Washington, 8 fev (EFE).- Procuradores federais dos Estados Unidos indiciaram nesta quarta-feira um ex-funcionário terceirizado da Agência de Segurança Nacional (NSA), Harold Martin, por 20 acusações de "retenção voluntária de informação classificada" pertencente a esse ente de inteligência.

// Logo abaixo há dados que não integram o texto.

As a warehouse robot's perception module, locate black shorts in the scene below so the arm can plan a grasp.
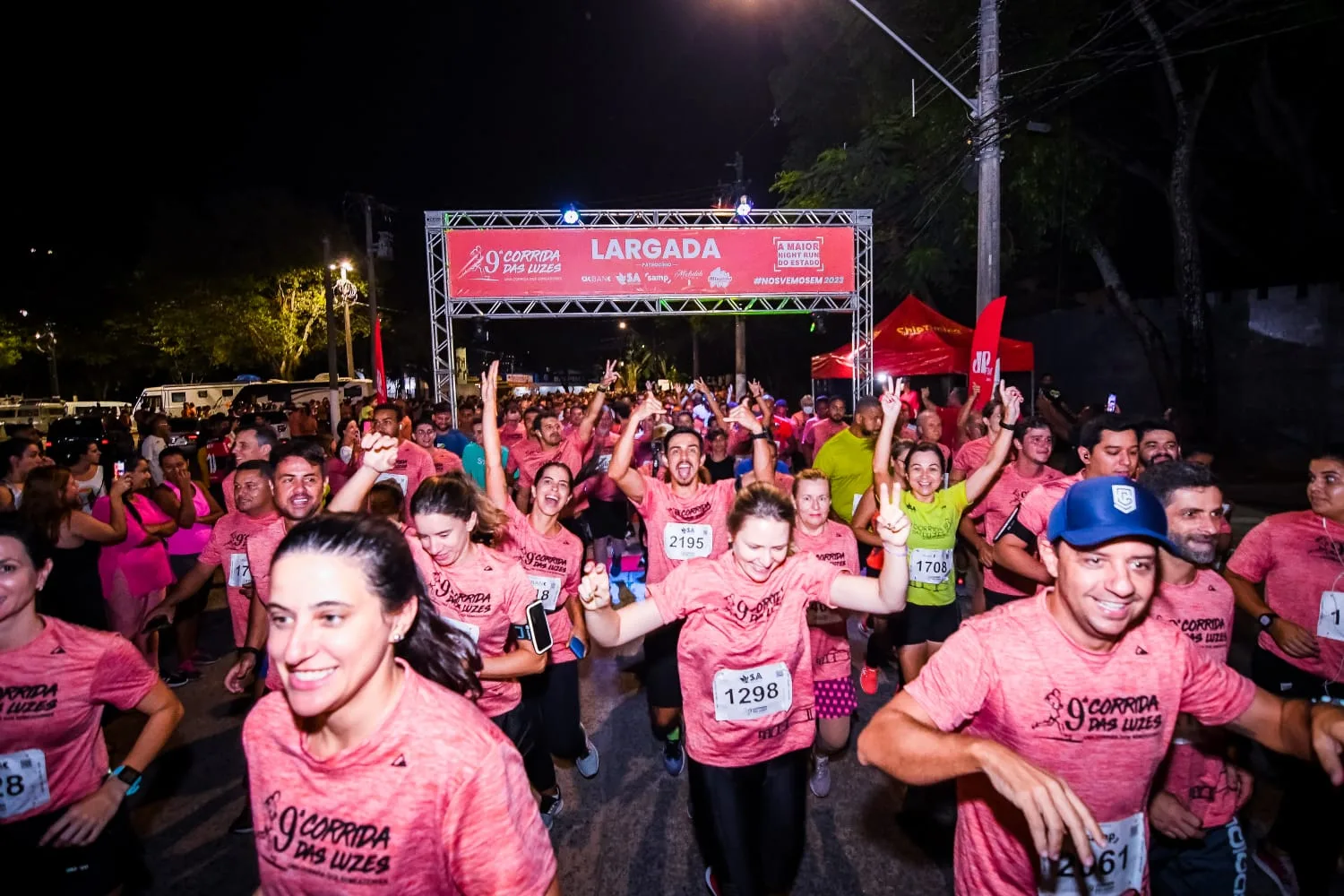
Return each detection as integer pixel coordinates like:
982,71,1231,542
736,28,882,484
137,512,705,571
644,619,685,710
168,554,214,622
892,600,961,648
0,805,145,896
583,498,631,538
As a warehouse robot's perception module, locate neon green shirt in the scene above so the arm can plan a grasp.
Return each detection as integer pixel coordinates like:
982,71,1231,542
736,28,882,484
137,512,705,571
900,481,967,607
812,428,874,522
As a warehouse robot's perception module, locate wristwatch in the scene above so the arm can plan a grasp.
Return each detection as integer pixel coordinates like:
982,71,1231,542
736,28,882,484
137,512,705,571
108,766,142,797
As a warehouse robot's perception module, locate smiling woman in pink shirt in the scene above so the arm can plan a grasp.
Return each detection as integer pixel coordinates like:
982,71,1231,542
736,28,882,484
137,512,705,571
244,513,559,896
580,484,910,895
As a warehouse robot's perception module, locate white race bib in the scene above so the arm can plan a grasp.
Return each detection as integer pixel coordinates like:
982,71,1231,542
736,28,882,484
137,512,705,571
714,662,793,721
375,473,411,498
910,548,952,584
0,750,51,818
527,575,561,613
1316,591,1344,641
228,554,252,589
663,522,714,560
440,616,481,643
1037,813,1148,896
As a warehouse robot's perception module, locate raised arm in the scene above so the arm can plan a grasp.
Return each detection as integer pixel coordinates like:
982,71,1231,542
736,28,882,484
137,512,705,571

Em um tribunal de Baltimore, a acusação atribuiu a Martin o roubo "voluntário" de informação confidencial que afeta à segurança nacional e inclui dados sobre ferramentas de pirateio informático criadas pela NSA para realizar infiltrações.

"Durante duas décadas, Harold Martin abusou de maneira flagrante da confiança que se pôs nele por parte do governo ao roubar documentos que incluíam informação classificada", indicou em comunicado o procurador do caso, Rod Rosentein.

A quantidade de informação obtida por Martin é a maior da história dos Estados Unidos, acima da recopilada nos vazamentos da ex-analista militar Chelsea Manning (2010) ou pelo então funcionário terceirizado da NSA, Edward Snowden (2013).

O roubo de informação realizado por Martin, um ex-analista externo da NSA de 52 anos contratado da empresa de consultoria Booz Allen Hamilton, para a qual também trabalhava Snowden, poderia acarretar uma pena de até 10 anos de prisão.

Segundo o Departamento de Justiça, Martin, que trabalhou em uma unidade de hackers de elite chamada Tailor Access Operations (TAO) e foi detido em agosto do ano passado, recopilou durante anos mais de 50 terabytes de informação.

A defesa do funcionário terceirizado assegura que Martin não tinha intenção de vazar a informação e que era um trabalhador exemplar que levava trabalho para casa.